Why Efficiency Thinking Is the Last Great Industrial Myth
What happens when optimization scales faster than meaning
Efficiency is one of the most successful ideas ever invented.
It transformed agriculture.
It powered the industrial revolution.
It scaled manufacturing.
It made cost visible and progress measurable.
And today, it’s quietly exhausting organizations.
Not because efficiency is wrong —
but because it is being applied to work it was never designed to govern.
Efficiency assumes stable work
Industrial efficiency rests on a few core assumptions:
Tasks can be decomposed
Variation can be minimized
Decisions can be standardized
Outputs can be optimized independently
Context changes slowly
When those assumptions hold, efficiency works beautifully.
But most knowledge work violates every single one of them.
Meaning shifts.
Exceptions multiply.
Coordination dominates execution.
Interpretation becomes the bottleneck.
Efficiency thinking doesn’t disappear in these environments.
It mutates.
Software removed the natural limits
For decades, efficiency was constrained by friction:
Physical processes
Human memory
Organizational resistance
The cost of change
Software removed those constraints.
Now we can:
Encode decisions endlessly
Automate exceptions instead of revisiting intent
Add configuration instead of reducing ambiguity
Optimize locally while fragmenting globally
What looks like progress is often efficiency logic outrunning human sense-making capacity.

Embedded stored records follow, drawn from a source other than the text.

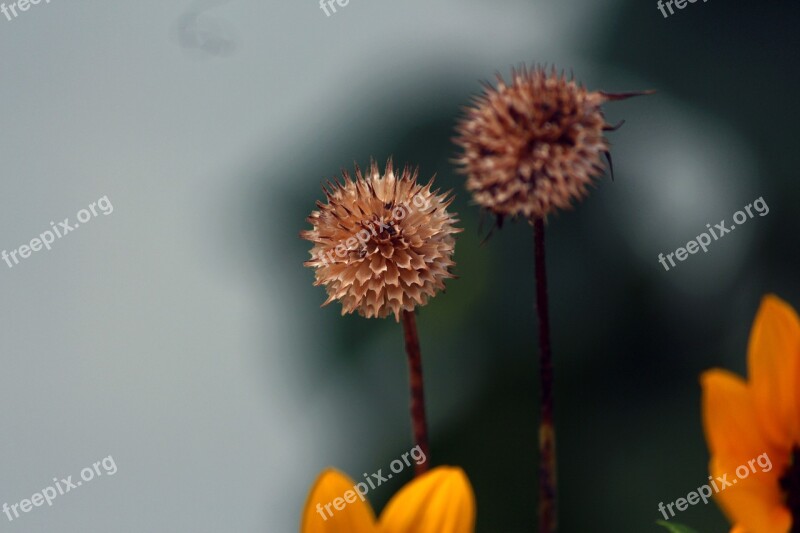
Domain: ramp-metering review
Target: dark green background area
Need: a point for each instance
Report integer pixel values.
(627, 365)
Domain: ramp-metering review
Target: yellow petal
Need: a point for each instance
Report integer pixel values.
(440, 501)
(321, 515)
(754, 504)
(774, 370)
(731, 423)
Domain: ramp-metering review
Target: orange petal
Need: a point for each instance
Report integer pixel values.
(321, 514)
(774, 370)
(731, 423)
(754, 504)
(440, 501)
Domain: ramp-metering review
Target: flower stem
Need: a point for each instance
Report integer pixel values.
(548, 517)
(418, 419)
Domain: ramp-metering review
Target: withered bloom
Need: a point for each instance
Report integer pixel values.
(533, 146)
(382, 243)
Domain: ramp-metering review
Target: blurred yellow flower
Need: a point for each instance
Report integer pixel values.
(440, 501)
(744, 419)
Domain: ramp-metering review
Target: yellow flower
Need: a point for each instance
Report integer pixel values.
(440, 501)
(746, 419)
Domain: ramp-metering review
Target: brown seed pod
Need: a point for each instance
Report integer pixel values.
(382, 243)
(533, 146)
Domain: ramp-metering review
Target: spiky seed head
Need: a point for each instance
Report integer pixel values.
(382, 243)
(533, 146)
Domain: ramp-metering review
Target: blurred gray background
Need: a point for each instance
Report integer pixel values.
(182, 336)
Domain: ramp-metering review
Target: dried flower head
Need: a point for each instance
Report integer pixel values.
(382, 243)
(533, 146)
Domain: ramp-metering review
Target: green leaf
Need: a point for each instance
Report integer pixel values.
(676, 528)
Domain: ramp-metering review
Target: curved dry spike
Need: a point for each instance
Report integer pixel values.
(610, 164)
(622, 96)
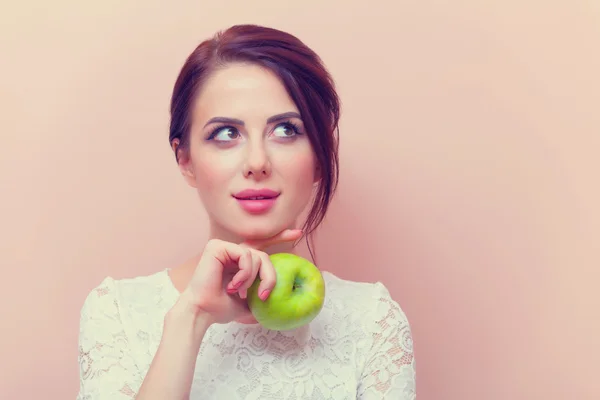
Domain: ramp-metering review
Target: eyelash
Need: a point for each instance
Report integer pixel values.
(290, 124)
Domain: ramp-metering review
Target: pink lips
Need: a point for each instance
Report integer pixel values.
(256, 201)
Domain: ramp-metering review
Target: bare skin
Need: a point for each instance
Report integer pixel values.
(261, 146)
(215, 293)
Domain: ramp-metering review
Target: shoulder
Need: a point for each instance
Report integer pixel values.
(369, 301)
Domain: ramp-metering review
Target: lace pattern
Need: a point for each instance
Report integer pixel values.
(359, 347)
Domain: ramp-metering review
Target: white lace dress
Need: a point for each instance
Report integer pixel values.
(358, 347)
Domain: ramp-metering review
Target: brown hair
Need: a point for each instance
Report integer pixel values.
(302, 72)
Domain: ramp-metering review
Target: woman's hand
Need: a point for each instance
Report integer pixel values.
(226, 271)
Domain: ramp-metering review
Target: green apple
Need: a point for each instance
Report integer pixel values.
(297, 297)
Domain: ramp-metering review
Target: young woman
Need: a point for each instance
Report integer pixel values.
(254, 119)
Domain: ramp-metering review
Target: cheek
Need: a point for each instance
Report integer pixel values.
(300, 169)
(211, 173)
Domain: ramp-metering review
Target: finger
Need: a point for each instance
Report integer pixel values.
(245, 273)
(268, 277)
(287, 235)
(256, 266)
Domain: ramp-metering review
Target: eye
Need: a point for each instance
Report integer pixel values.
(224, 134)
(286, 130)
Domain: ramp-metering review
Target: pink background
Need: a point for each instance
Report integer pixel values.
(470, 162)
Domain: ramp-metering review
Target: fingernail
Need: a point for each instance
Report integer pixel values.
(237, 285)
(265, 294)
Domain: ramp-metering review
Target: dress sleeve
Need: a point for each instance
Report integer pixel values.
(106, 368)
(390, 365)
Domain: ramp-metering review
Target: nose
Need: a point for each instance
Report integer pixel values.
(258, 165)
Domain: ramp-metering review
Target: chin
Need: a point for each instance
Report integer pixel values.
(258, 228)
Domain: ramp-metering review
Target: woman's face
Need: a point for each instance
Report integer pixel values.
(247, 135)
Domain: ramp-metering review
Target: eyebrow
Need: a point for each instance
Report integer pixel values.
(235, 121)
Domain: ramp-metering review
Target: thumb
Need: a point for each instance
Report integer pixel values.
(287, 235)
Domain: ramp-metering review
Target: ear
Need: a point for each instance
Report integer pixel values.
(184, 163)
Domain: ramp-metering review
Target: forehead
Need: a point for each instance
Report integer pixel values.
(244, 91)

This is not a tooling failure.
It’s an intellectual overextension.
Efficiency creates the illusion of control
Dashboards reassure.
Automation soothes.
Configuration feels like mastery.
But efficiency tools rarely remove work.
They redistribute it.
From systems → to people
From execution → to interpretation
From visible effort → to cognitive load
Nothing breaks.
Everything works.
Mostly.
And that is precisely why the damage persists.
The mercenaries of complexity thrive here
A growing segment of the IT industry profits from this gap.
They don’t sell outcomes.
They sell optionality.
Their promise is always the same:
“You can customize this”
“It adapts to your workflow”
“It scales with your complexity”
What they never price is the interpretive burden those options impose.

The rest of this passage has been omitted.